A shortened, devotional version of this story appears Christmas Eve on the PCC Website. No less true. http://daily.presbycan.ca/index1.html
In late fall, the year I was in second grade, a disturbing rumour surfaced at St. Anne's Elementary School. Few things could upset the apple cart the way this did. Pam, from grade five, the street "wise-apple", told me that what I heard was actual fact. Cathy and Patty from across the street were skeptical. Martha just cried. I was tempted to believe it, but needed to go to the people I trusted most in the world for confirmation. That Saturday, determined to set this to rest, I approached my dad as he was giving his '62 Ford Falcon a thorough waxing. "Dad," I said, "The girls at school are telling me something mean. I need to know if it's true." My lower lip trembled as I spilled out my concern. He slowly stopped what he was doing, looked into my eyes and confirmed the worst. "Yep, it's true. Santa Claus isn't real. We pretend. It's just a fun game we play. Your mom and I put the gifts under the tree. Santa Claus is a tradition, something to make believe in for little kids. But you're a big girl now, and I know that you want the truth. That guy couldn't fit down our chimney, right?." I knew that was logical, so I nodded, sucked back tears to show my Dad that I was a "big girl." My dad's instructions were clear. "Now, don't go telling your little brothers. Let them have some fun with this for a couple of years."
Well that helped. With that, I felt a new found power, the power of a secret and started to skip down the driveway. I had another thought, stopped abruptly, turned around and went back. "Dad, is it the same for the Easter Bunny?" "Yes," he said, "and the Tooth Fairy too." Well, I kept that secret until almost dinner time.

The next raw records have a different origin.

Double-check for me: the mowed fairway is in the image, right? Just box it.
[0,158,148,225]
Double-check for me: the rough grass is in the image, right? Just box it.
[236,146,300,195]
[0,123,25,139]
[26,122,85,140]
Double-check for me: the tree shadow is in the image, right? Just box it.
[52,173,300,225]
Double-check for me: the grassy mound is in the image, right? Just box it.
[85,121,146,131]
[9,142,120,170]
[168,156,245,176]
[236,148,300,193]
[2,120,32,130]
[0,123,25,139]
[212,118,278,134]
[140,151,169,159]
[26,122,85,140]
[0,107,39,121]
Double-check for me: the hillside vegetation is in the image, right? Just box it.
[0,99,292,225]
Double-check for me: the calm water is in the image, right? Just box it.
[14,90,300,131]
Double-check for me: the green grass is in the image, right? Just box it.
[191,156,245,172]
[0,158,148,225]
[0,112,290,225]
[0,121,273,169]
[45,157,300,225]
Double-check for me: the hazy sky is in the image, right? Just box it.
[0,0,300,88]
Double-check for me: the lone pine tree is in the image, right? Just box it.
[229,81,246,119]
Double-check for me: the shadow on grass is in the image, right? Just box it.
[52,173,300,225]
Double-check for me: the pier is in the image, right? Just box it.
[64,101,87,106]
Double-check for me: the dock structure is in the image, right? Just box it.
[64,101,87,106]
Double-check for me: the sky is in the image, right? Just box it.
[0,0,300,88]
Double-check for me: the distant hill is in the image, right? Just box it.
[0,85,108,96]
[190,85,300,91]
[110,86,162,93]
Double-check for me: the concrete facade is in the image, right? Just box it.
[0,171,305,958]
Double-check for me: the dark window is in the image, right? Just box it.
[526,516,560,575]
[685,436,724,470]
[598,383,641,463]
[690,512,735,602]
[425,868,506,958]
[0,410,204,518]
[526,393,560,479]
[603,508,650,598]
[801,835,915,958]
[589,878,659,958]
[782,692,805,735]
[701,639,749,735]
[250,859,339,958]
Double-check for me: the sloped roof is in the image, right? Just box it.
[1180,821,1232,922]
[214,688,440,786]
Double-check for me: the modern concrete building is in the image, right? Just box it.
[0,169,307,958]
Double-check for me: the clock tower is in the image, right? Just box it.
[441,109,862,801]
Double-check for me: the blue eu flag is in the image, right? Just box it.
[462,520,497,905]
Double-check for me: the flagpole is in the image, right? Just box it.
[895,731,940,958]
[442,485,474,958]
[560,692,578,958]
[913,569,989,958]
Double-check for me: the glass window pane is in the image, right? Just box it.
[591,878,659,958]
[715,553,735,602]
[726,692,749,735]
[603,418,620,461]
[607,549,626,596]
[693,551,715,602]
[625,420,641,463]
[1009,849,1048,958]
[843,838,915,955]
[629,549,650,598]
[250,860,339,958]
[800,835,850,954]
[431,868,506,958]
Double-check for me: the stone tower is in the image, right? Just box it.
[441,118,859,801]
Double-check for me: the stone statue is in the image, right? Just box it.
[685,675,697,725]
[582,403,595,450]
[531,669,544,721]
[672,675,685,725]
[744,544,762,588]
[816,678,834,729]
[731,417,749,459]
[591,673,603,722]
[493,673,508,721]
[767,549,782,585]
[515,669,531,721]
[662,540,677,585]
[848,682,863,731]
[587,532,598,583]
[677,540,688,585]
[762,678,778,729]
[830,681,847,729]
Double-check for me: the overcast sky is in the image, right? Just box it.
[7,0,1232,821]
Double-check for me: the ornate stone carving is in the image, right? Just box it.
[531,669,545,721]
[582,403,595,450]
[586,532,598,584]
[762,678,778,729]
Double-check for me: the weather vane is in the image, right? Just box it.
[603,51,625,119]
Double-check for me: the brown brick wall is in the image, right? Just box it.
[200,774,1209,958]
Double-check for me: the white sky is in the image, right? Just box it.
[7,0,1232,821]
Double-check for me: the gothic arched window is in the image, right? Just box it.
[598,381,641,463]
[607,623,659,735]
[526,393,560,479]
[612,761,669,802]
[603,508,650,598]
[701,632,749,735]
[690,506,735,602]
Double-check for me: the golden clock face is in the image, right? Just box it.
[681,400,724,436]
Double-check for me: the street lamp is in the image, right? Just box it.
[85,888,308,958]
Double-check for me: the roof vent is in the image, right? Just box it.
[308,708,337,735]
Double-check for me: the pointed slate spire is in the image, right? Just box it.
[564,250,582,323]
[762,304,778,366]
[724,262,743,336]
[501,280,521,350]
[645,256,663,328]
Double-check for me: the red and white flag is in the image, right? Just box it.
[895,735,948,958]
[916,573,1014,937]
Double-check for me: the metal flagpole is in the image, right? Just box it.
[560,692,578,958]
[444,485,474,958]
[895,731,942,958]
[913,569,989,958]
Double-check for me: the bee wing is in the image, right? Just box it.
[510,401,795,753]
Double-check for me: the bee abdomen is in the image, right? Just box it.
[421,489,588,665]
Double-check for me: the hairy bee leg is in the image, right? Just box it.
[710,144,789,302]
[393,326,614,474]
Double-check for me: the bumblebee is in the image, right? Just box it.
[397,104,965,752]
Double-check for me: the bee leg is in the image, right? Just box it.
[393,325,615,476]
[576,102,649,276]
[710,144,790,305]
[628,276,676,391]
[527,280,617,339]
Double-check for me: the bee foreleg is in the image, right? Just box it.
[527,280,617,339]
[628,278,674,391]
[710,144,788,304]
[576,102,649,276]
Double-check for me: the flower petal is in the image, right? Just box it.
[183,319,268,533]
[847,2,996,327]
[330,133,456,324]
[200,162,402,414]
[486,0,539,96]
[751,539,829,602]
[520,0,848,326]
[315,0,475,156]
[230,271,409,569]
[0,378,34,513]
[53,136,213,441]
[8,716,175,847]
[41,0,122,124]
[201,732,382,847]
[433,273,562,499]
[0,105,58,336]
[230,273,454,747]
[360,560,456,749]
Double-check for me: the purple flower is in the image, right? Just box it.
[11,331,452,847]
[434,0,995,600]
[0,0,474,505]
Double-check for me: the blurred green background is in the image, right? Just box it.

When my dad came in, there were my two little brothers bawling their eyes out. Dad was not too pleased. Mom neither. But it was the truth, and I thought they should know.
Finding out that there was no Santa Claus got me thinking. For one thing, it cleared up what I had always wondered about...why did Santa Claus, who was a virtual stranger give me gifts, but my parents, who loved me, did not? Now I knew. That was a relief. And more importantly, with Santa out of the way, my heart opened more fully to hearing about the Christ Child.
Attending Catholic school, I heard all about the baby Jesus. Christmas was a time of great celebration. Mrs. Duke would sing "O Holy Night" from the choir loft accompanied by her daughter on violin. In our church, there was a life sized Nativity scene. My favourite part was a little angel that would nod its head if a nickel was placed in the slot in its hands. I loved that and took more than a few nickels to make the angel nod. My parents always took us to church, determined to make good Catholics out of us. Even then, I knew that Jesus was real. A real and living God.
As things ramped up to the big day, we could hardly contain our excitement as we anticipated opening presents, going to Grandma's and seeing the cousins. I was really hoping for a Barbie doll and could picture it wrapped and under the tree. But something was nagging at my young spirit. Amidst the decorating of the tree, the baking of the cookies and the traditional family car ride to see all the lights, I sensed more and more that Jesus was the focus in all this, or should have been. I didn't tell my parents or anyone else what I was thinking, but I felt sad a lot that Christmas, thinking that not enough attention was being paid to the Saviour.
On Christmas Eve, we had the usual problem settling down to sleep. I made myself stay awake, as I had something important to do. I waited until my brothers were asleep, and then dozed fitfully until I saw the light go off under my parents' bedroom door. I waited a full five minutes and crept out into the living room. The tree lights were safely unplugged, but the streetlights, streaming in from the window were reflected in the shiny tinsel and glass ornaments on the tree. I found my way to the television set and knelt down in front of it. On the top, my mother had set out the nativity scene, complete with a glittering star I had made in Kindergarten. I picked up the little ceramic baby Jesus and started to cry. "It's you, it's you, it's you. It's not Santa, it's nobody else. It's only about you. It's all about you." That was the first time I felt the presence of God. The Holy Spirit was drawing me to Jesus, the Truth.
I would like to say I grew up and followed him all my days, but sadly, I cannot. Through all my wayward teenage years into young adulthood, no matter what, I knew that Jesus was real. I gave my heart fully to him when I was 23, and I'll never forget that night in front of the television. It was a Christmas of revelation, a Christmas of Truth.